The SQL standard is not a lot of help here. In SQL92, the only allowed forms of ORDER BY arguments were an output column name or an output column number. SQL99 and later dropped that definition (acknowledging that they were being incompatible) and substituted some fairly impenetrable verbiage that seems to boil down to allowing input column names that can be within expressions. At least that's how we've chosen to read it. Our current behavior is a compromise that tries to support both editions of the spec.
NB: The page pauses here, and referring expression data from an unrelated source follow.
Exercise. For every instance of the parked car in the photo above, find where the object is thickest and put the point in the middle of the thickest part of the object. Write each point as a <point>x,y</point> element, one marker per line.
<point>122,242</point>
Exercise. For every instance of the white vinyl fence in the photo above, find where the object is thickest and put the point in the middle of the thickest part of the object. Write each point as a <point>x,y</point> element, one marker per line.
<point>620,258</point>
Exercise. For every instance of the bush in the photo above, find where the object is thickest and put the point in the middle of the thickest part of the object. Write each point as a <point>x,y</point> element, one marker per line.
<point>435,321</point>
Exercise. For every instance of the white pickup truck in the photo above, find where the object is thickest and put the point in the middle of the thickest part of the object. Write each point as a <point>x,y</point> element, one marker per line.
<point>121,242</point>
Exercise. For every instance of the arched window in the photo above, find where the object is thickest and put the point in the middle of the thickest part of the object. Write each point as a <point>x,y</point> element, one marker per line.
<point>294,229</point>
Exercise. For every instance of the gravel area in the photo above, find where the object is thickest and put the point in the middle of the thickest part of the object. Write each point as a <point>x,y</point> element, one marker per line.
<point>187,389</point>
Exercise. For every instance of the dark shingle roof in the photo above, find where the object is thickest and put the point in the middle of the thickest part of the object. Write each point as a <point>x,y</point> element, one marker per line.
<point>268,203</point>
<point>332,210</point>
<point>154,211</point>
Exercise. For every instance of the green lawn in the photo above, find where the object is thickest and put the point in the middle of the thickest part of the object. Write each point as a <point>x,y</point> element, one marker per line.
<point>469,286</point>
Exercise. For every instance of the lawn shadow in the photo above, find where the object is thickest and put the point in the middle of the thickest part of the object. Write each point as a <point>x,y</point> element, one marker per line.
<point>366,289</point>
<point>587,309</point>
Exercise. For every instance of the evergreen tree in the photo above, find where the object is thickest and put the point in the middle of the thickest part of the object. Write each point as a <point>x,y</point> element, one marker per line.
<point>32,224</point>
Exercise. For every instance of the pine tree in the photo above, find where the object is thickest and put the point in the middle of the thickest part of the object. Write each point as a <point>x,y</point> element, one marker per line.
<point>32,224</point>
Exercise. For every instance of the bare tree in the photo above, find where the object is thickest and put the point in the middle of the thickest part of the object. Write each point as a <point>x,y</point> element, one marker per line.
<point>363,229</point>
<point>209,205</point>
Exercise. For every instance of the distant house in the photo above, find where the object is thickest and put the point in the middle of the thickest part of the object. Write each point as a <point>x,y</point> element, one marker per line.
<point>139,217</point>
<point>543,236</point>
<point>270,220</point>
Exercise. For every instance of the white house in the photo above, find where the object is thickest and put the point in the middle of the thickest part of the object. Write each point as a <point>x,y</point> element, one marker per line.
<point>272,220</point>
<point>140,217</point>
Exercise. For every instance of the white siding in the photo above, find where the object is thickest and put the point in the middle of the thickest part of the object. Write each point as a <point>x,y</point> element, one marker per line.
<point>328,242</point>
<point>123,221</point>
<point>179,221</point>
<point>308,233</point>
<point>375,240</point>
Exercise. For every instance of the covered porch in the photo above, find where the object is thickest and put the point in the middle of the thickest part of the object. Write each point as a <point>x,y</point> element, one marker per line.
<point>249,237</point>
Thanks for the explanation, Tom.
Just to be clear, you intend that a COLLATE clause in the ORDER BY is treated as an expression, right? So that the two queries in the following SQL output rows in the opposite order:
------------------------ CREATE TABLE t1(m VARCHAR(4)); INSERT INTO t1 VALUES('az'); INSERT INTO t1 VALUES('by'); INSERT INTO t1 VALUES('cx'); SELECT '1', substr(m,2) AS m FROM t1 ORDER BY m; SELECT '2', substr(m,2) AS m FROM t1 ORDER BY m COLLATE "POSIX"; ------------------------
If that is not correct, please let me know because I am about to change SQLite to work exactly as PostgreSQL does.